Volgens een onderzoek van Tony Blair Africa Governance Initiative en The Boston Consulting Group boeken Sub-Sahara Afrikaanse landen wereldwijd aanzienlijke vooruitgang op het gebied van welzijn. Angola heeft de vitale infrastructuur verbeterd, dankzij geld dat is gegenereerd door de oliegroei van het land. Volgens deze studie, iets meer dan 10 jaar na het einde van de burgeroorlog, is de algemene kwaliteit van leven in Angola aanzienlijk verbeterd. De levensverwachting steeg van 46 jaar in 2002 tot 51 jaar in 2011. De kindersterfte daalde van 25% in 2001 tot 19% in 2010, terwijl het aantal kinderen dat naar het basisonderwijs gaat sinds 2001 is verviervoudigd. de al lang bestaande sociale en economische ongelijkheid is niet afgenomen, maar in alle opzichten verergerd.
Angola is momenteel de op twee na grootste financiële markt in Sub-Sahara Afrika, achter Nigeria en Zuid-Afrika wat betreft activavoorraad (70 miljard Kz (6.8 miljard USD).
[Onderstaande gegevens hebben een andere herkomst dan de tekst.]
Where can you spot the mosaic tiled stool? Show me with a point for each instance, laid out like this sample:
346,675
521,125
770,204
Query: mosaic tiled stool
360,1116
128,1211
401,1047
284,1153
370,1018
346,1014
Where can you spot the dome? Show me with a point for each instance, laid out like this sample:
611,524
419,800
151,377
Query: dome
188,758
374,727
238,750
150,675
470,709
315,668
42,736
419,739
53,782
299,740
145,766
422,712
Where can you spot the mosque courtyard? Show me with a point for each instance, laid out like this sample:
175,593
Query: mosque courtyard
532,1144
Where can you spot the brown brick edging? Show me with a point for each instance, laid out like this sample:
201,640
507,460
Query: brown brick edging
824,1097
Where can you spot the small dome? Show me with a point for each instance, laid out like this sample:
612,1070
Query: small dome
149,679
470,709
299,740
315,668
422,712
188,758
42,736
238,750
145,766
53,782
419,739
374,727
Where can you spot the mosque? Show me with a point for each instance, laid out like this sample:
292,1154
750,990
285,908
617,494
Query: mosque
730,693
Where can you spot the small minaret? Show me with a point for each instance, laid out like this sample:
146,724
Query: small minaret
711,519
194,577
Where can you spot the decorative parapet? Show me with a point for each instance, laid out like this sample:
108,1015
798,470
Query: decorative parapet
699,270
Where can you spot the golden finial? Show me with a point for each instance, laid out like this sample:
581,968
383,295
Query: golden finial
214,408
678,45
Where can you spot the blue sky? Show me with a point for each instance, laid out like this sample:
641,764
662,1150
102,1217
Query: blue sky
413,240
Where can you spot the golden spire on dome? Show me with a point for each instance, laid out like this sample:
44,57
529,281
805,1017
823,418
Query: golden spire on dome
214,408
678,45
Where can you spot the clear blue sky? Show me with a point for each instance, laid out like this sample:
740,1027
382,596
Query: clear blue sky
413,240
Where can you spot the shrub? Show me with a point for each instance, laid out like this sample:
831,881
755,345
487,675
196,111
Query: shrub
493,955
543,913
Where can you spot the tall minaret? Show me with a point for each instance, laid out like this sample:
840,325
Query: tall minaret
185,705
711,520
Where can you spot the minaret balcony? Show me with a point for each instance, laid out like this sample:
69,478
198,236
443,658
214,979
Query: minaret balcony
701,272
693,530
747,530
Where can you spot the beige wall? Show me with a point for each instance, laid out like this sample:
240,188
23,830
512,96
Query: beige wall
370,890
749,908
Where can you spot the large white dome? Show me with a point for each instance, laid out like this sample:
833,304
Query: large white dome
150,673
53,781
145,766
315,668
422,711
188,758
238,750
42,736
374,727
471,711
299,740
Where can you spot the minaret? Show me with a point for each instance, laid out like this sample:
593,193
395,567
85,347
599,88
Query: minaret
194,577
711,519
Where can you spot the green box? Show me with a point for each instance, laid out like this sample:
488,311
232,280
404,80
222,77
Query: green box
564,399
Volgens de minister van Economische Zaken van Angola, Abrao Gourgel, heeft de financiële sector van het land licht gegroeid sinds 2002 en staat momenteel op de derde plaats in Sub-Sahara Afrika.
Volgens het Internationaal Monetair Fonds zou het BBP van Angola in 3.9 met 2014 procent groeien (IMF). Volgens het Fonds zal een solide expansie in de niet-olie-economie, voornamelijk gedreven door sterke landbouwprestaties, naar verwachting een tijdelijke daling van de olieproductie compenseren.
De Nationale Bank van Angola beheert het financiële systeem van het land, dat onder toezicht staat van gouverneur Jose de Lima Massano. Volgens een onderzoek van Deloitte naar de banksector zorgde het monetaire beleid onder leiding van de Banco Nacional de Angola (BNA), de Angolese nationale bank, voor een verlaging van de inflatie, die in december 7.96 op 2013 procent werd vastgesteld. ontwikkelingstraject van de sector. Volgens prognoses die zijn gepubliceerd door de centrale bank van Angola, zou de economie van het land de komende vier jaar met gemiddeld 5 procent per jaar groeien, geholpen door een grotere betrokkenheid van de particuliere sector.
De kapitaalmarkt van Angola is geopend op 19 december 2014. BODIVA (Angola Securities and Debt Stock Exchange, in het Engels) heeft de secundaire markt voor overheidsschuld verworven en de markt voor bedrijfsobligaties zal naar verwachting in 2015 beginnen, maar de aandelenmarkt zal naar verwachting niet beginnen tot 2016.
Wat u moet weten voordat u naar Angola reist
Internet, Communicatie
De landcode van Angola is +244. Telefoonlijnen, zowel mobiel als vast, zijn erg overbelast, waardoor communicatie soms onmogelijk is. Internationale lijnen zijn daarentegen vaak superieur.
Respect
Als je naar landelijke gebieden gaat, is het essentieel om de lokale soba (chef met door de overheid gesteunde autoriteit) te ontmoeten. Een paar woorden van medeleven die u deelt, openen deuren zodat u in alle rust van uw reis kunt genieten. Het niet melden van uw aanwezigheid aan de soba, vooral bij overnachtingen, kan ongunstige gevolgen hebben voor uw reizen.